Layton blasts Liberals during BC university speech

BURNABY, B.C. (CUP) -- Only days after announcing that his party was ending its support of the Liberal government, NDP leader Jack Layton gave a speech at Simon Fraser University.

Already in campaign mode, Layton began his speech by blasting the misdeeds of the Liberal government and spoke of the mandate that voters had given his party in the last election.

He then detailed the accomplishments the NDP has made over the last year in areas like education, affordable housing, the environment, and public health care.

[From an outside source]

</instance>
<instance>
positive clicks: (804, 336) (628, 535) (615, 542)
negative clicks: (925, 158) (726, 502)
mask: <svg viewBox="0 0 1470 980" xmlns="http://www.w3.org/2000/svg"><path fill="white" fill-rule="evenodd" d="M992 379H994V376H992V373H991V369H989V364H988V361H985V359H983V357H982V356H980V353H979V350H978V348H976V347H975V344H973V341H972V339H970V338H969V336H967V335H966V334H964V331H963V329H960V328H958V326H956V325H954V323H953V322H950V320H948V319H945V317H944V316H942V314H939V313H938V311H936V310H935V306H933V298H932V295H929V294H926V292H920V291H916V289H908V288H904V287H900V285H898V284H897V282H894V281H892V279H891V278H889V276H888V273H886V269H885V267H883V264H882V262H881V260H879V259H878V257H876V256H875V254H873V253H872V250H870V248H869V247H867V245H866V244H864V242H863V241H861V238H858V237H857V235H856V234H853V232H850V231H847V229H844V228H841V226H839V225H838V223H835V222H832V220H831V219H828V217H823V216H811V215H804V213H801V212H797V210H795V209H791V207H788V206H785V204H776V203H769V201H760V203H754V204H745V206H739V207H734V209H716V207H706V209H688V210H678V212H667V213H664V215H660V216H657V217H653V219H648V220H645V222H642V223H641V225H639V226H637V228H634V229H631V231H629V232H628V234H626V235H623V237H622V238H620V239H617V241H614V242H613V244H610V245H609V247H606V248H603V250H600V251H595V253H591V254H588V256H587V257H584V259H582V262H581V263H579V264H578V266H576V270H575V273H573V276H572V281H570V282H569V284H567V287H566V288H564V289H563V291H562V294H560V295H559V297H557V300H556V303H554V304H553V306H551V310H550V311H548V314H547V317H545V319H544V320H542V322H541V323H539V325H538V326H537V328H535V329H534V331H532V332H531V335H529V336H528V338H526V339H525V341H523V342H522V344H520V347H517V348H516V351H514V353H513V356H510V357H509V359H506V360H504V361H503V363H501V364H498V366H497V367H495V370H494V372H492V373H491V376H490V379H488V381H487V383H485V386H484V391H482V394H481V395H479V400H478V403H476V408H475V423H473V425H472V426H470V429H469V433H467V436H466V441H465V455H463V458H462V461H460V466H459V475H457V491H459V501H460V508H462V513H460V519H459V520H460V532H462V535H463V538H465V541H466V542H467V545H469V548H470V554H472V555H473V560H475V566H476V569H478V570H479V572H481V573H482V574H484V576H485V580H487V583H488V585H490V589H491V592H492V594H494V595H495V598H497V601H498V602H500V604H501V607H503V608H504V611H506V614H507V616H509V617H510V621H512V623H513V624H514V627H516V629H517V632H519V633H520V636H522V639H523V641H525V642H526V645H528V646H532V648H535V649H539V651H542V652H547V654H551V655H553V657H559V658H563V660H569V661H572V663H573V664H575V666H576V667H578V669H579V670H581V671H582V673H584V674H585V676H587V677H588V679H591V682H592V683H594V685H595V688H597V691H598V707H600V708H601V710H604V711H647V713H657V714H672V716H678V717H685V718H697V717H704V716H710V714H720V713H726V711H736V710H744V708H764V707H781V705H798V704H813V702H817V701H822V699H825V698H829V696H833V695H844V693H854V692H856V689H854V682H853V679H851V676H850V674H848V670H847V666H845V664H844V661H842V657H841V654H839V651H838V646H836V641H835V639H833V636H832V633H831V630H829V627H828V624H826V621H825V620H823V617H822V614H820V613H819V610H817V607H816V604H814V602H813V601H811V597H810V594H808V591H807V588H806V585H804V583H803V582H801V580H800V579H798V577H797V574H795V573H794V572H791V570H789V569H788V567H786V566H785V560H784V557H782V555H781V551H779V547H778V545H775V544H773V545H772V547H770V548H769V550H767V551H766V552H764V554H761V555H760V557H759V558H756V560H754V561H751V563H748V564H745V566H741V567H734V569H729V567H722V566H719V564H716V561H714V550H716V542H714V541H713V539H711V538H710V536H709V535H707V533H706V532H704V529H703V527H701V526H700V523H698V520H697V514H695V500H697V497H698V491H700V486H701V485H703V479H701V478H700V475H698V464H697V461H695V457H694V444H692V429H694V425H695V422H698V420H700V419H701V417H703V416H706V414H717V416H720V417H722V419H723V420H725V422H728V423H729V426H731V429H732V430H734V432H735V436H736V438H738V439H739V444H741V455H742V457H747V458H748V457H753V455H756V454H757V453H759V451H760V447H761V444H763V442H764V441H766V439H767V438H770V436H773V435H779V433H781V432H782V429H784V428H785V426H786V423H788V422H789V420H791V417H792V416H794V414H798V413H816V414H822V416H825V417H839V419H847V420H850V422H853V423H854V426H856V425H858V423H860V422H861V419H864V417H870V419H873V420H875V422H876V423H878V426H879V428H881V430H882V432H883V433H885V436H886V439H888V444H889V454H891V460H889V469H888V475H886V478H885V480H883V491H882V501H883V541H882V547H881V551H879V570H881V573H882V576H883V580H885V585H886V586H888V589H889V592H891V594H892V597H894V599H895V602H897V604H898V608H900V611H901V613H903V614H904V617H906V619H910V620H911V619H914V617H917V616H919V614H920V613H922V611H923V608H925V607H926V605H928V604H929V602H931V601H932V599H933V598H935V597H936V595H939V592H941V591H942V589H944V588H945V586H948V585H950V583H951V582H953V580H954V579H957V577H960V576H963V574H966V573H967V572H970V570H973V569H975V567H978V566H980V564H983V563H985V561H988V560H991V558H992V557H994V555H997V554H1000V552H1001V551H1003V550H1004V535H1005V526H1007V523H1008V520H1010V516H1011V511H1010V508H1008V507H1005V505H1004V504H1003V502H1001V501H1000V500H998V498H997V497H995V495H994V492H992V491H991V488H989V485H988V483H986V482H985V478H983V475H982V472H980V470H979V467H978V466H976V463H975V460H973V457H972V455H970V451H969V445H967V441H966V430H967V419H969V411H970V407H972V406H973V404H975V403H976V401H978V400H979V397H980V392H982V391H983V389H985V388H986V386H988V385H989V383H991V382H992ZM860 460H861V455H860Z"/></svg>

Attempting to empathise with the crowd of students before him, Layton said, “Nowadays so many students are struggling with two, sometimes three part-time jobs . . . and they are exhausted . . . they are stressed out and it's wrong,” said Layton. “Not only that, but [students] end up graduating with enormous debts on their shoulders.”

Layton then described how last year the NDP convinced the Liberals to cancel $4.6 billion worth of corporate tax cuts in the federal budget and instead invest that money into social programs.

“We told [the Liberals] to cancel that corporate tax cut and take $1.5 billion of that and put it right into post-secondary education to reduce the costs facing students.”

The NDP leader also discussed the “crisis of affordable housing in this country” and how his party's efforts have ensured that $1.6 billion will be going “into the construction of affordable housing over the next two years.”

Layton also blasted the Liberal's environmental record regarding the Kyoto Protocol to reduce greenhouse gas emissions.

“In Canada we have the worst record of any of the developed countries in terms of how much pollution has gone up since we [signed the Kyoto Protocol],” he said.

“Our pollution has gone up dramatically in this country, over 20 per cent, even though [Paul Martin] promised in the late ‘80s when he was environment critic for the Liberals that we would reduce pollution by 20 per cent by 2005.”

Layton then offered a blistering critique of the Liberals' record on public health care.

The Prime Minister is “not willing to protect public medicare, it has been slipping through our fingers for the last decade dramatically,” he said.

It was the Liberal government's failure to protect health care that ultimately led the NDP to withdraw its support from the Liberals.